Engineers help artificial intelligence learn more safely in the real world | Jobs Vox


University Park, Pa. Penn State researchers are looking for a safer and more efficient way to use machine learning in the real world. Using a simulated high-rise office building, they developed and tested a new reinforcement learning algorithm aimed at improving energy consumption and occupant comfort in a real-world setting.

Greg PawlakCo-authors, “Constrained Differential Cross-Entropy Method for Secure Model-Based Reinforcement Learning,” presented results at the Association for Computing Machinery International Conference on Energy for Systems, assistant professor of architectural engineering at Penn State. efficient built environment (buildsys) convention, which was held in Boston on November 9–10.

“Reinforcement learning agents explore their environment through trial and error to learn optimal actions,” Pawlak said. “Due to the challenges in simulating the complexities of the real world, there is a growing trend to train reinforcement learning agents directly in the real world rather than through simulations.”

However, according to the researchers, deploying reinforcement learning in real environments presents its own challenges.

“Two critical requirements for real-world reinforcement learning are efficient learning and security considerations,” said paper co-author Sam Mottaheedi, who was a Penn State doctoral student in architectural engineering during the study. “Some reinforcement learning systems require millions of interactions and many years to learn the optimal policy, which is not practical in real-world scenarios.
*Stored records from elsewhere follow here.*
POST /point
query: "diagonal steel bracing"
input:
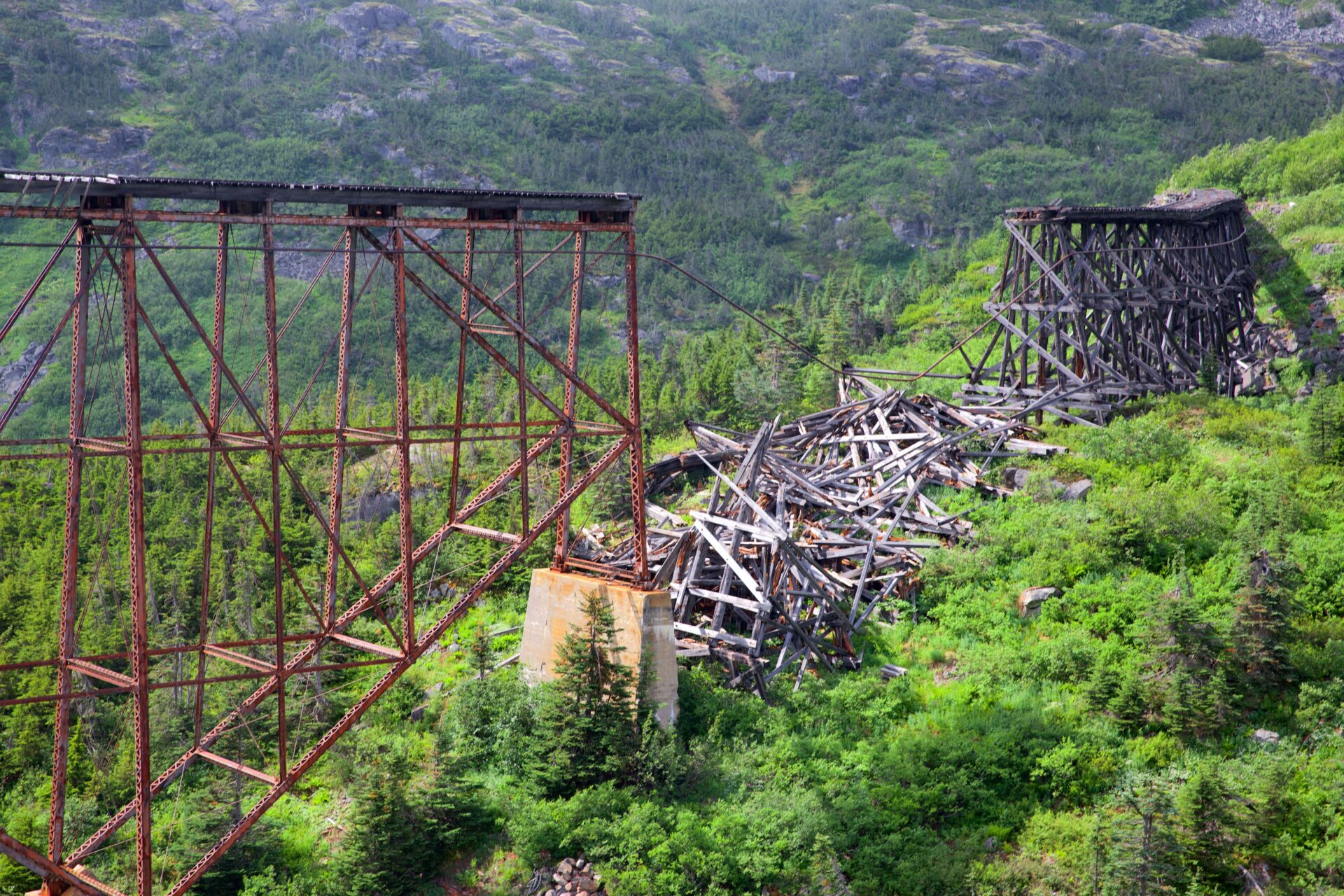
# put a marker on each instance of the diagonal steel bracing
(405, 239)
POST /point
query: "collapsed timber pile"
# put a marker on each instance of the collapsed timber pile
(813, 527)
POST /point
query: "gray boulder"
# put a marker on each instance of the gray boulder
(1265, 736)
(1077, 491)
(360, 19)
(1031, 601)
(765, 74)
(111, 149)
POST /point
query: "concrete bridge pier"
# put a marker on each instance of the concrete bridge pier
(643, 621)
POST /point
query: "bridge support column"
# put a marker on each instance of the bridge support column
(643, 621)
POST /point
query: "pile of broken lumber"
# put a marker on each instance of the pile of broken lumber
(813, 527)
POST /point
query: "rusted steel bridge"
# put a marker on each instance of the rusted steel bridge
(482, 276)
(1100, 305)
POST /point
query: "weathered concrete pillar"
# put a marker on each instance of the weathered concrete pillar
(643, 621)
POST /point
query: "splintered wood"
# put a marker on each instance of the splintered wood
(813, 527)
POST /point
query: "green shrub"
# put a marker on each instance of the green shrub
(1231, 49)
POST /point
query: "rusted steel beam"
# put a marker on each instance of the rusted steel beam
(70, 556)
(336, 495)
(571, 355)
(288, 219)
(632, 360)
(136, 551)
(268, 192)
(112, 227)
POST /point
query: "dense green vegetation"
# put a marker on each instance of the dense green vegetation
(1105, 746)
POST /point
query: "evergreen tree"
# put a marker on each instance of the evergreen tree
(1209, 374)
(1206, 821)
(1180, 708)
(1102, 687)
(1260, 631)
(452, 814)
(588, 726)
(480, 650)
(1326, 425)
(386, 850)
(1129, 706)
(1142, 855)
(660, 764)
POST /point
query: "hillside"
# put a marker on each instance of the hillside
(771, 140)
(1170, 723)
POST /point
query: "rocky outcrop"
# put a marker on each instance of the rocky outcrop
(1031, 601)
(14, 372)
(362, 19)
(1041, 49)
(375, 33)
(568, 876)
(347, 105)
(475, 42)
(765, 74)
(850, 86)
(913, 232)
(1154, 41)
(1273, 24)
(120, 150)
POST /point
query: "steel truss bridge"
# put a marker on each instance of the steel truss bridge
(163, 305)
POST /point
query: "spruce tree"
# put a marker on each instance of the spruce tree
(385, 852)
(1142, 855)
(480, 650)
(1129, 706)
(1206, 821)
(1102, 687)
(1260, 631)
(1326, 425)
(588, 723)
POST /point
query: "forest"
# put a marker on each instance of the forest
(1171, 723)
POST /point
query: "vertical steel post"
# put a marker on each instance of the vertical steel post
(403, 440)
(571, 356)
(632, 326)
(211, 468)
(522, 368)
(273, 424)
(337, 488)
(70, 559)
(461, 374)
(136, 524)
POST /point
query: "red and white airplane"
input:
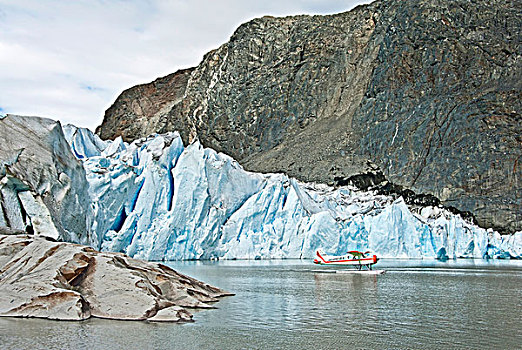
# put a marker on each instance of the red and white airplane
(353, 258)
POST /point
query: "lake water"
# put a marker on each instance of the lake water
(465, 304)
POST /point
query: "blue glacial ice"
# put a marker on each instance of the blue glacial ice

Additionally, there is a potential for them to make bad decisions that produce undesirable results or give unsafe results.”

This concern prompted the researchers to ask the question: how do we develop algorithms that enable these types of reinforcement learning agents to learn safely in the real world, without making too many bad decisions that break things? Or do people get hurt?

The researchers used an existing model-based reinforcement learning approach to train their model for decision making. This artificial intelligence agent – control algorithm – employs trial and error to interact with the environment, which was a building block for their project.

“The safety critical factor of our research was, at a minimum, not to break anything in the building and to ensure that the occupants are always comfortable,” Pawlak said. “While we don’t have to worry about someone getting hit by a car, which is a concern for reinforcement learning in self-driving cars, we do have to worry about creating device handling constraints. ”

The researchers wanted to reduce energy use without violating thermal comfort, which ranges from -3, too cold, to +3, too hot. If the control algorithm has completed an action that resulted in a rest outside the -0.5/+0.5 range, it will be penalized. The control algorithm was able to maintain -0.5/+0.5, which is an accepted standard in the building industry.

“If the controller is set up to find the best energy consumption, for example, it will be rewarded for achieving this good behavior,” Pawlak said. “Alternatively, if it does something that increases energy consumption, it will be punished for bad behavior. This trial-and-error approach reinforces learning by gathering information so that the controller can decide whether What To Do Next.

For this project, the researchers simulated a large office building in the Chicago climate zone. An equipment concern in a real 30-story building could include anything with a large motor, such as the chillers that are used to cool the building.

“Big motors don’t like to go fast,” Pawlak said. “For example, a large chiller may be turned on once a day and turned off once a day – a total of two events – to avoid damaging the equipment. If our agent’s actions result in a If more than two chiller incidents happen in a day, he will be penalised.”

The researchers compared their model-based approach to other common methods of reinforcement learning, including the use of model-free algorithms. A model-based agent can plan its course of action because it is able to predict the reward for it. A model-free agent needs to take action in order to actually learn from it.

“The model-free algorithm works well but violates some security constraints,” Pawlak said. “It takes a long time to learn good manners, sometimes years or ten years.”

The researchers’ model learned about 50 times faster than the traditional model-free method, accomplishing in a month what other approaches would have required years to do. And because of the way the researchers incorporated safety factors, their models resulted in fewer – sometimes zero – safety critical aspects being violated.

According to Pawlak, adding security constraints makes reinforcement learning a game of balancing trade-offs. The reinforcement agent can maximize energy consumption, which is a good behavior, by turning off power completely. However, doing so will have a negative impact on the comfort of the occupants, which is bad practice.


Source link

Implement tags. Simulate a mobile device using Chrome Dev Tools Device Mode. Scroll page to activate.